Don't worry about all those other file formats; in this case, where you don't need to compress video and share it on teh internets, they're not that important.
posted by bcwinters at 4:48 AM on January 18, 2006


Barnone,

Download MPEG Streamclip.

It has the ability to browse a DVD and choose IN/OUT points.

File Menu Convert to Quicktime:
Compressor: Apple DV/DVCPro - NTSC
720x480
Uncompressed stereo 48Khz Audio

Leave everything else alone.

Capture the clips you like.

Then, bring them into imovie. Arrange as you like (or not!) iMovie can send them over to iDVD

or..

Go to iDVD, and drag and drop each clip individually.

-------------------
DVD's are MPEG-2s that have been specially authored to a specification. They're broken into Video OBjects (or VOBs) at the one gigabyte mark.
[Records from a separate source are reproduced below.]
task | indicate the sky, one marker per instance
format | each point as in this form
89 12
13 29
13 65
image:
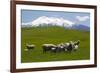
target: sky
76 17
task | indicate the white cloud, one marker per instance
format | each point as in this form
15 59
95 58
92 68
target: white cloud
82 18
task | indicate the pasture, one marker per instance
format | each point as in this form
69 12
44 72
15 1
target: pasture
54 35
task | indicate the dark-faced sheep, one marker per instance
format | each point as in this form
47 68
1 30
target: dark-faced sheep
29 47
48 47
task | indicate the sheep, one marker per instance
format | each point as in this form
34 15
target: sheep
48 47
60 48
29 47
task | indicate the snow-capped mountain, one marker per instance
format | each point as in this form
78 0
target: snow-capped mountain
44 20
52 21
48 21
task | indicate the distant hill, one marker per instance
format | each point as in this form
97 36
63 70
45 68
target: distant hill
81 27
53 21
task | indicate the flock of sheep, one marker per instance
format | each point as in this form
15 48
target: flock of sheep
62 47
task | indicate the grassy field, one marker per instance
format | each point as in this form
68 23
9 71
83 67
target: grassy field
54 35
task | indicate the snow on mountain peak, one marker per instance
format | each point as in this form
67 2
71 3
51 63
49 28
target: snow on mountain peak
44 20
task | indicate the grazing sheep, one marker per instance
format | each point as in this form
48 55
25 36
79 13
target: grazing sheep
48 47
29 47
60 48
76 47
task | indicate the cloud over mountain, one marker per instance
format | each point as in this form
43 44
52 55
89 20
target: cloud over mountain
82 18
44 20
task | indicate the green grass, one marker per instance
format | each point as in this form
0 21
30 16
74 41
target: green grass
54 35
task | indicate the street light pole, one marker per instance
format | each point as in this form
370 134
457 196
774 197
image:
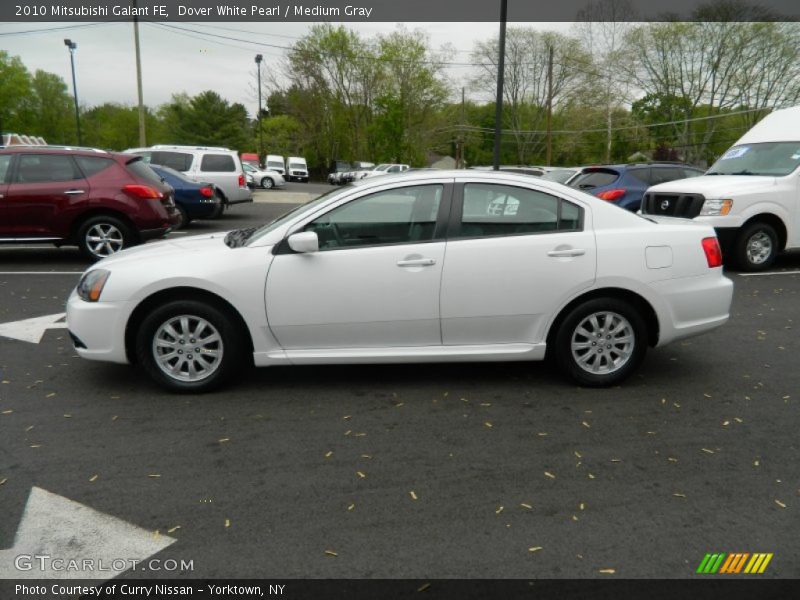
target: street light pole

What we're trying to do...is extract the video sections you want...into a format you can edit easily (DV.) If you get the format right - there is no re-compressed when it gets edited (vs. using a format like DiVX, MPEG-4 etc.) These will be changed when they hit iMovie to DV.

Then we can arrage the clips, dissolves/titles in iMovie
Finally, we can output with iDVD.

Another reason to avoid MPEG4 or DiVX as an 'editing' format - is that they're taking a compressed format (MPEG-2) and compressing it further.

The only area that I'm unsure on (because I don't have a DVD on me, as I'm on the road) is if you need to remove the DVD's copy protection or if MPEG streamclip won't care. CSS (content scramblling system) is the major annoyance with DVDS.
posted by filmgeek at 5:09 AM on January 18, 2006


Response by poster: filmgeek: I downloaded it. I can't see how to browse the DVD itself and capture the points. That looks like a good way to do it though, I'm sorry I'm being thick. It's been a long night.
posted by barnone at 5:49 AM on January 18, 2006


Response by poster: Continued from above: [File/Menu/Open...] What do I open? One of the VOB files listed on the DVD? That doesn't seem to open the video itself in MPEG Streamclip.
posted by barnone at 6:04 AM on January 18, 2006


Response by poster: [I'm sorry, I'll shut up after this, but maybe I need the Quicktime MPEG-2 playback?]
posted by barnone at 6:07 AM on January 18, 2006


Yes, you do.
posted by eustacescrubb at 6:48 AM on January 18, 2006


Dammit you're right you do. I just check the help. I forget my powerbook is tweaked out as such. Um...lets see what your email has to see if it helps.
posted by filmgeek at 7:37 AM on January 18, 2006


What I do is to rip the dvd with MacTheRipper. I try to find the chapters I need first, and only rip those instead of the whole disk. Then I use DroptoDV, which is a simplified ffmpeg. You just drop the vob from MTR into droptoDV and a while later a dv file pops out, just like the file from a digital video camera. You can now use those files in iMovie (drag and drop into iMovie), and then take those to iDVD.

You don't need to know what you're doing at all with this way. Just get the chapter out with MTR, convert it to .dv with DroptoDV, and edit it in iMovie, and burn it with iDVD. By converting the DVD to .dv, it's just like editing a movie from your video camera. It might be too late, but I don't think it gets easier than this.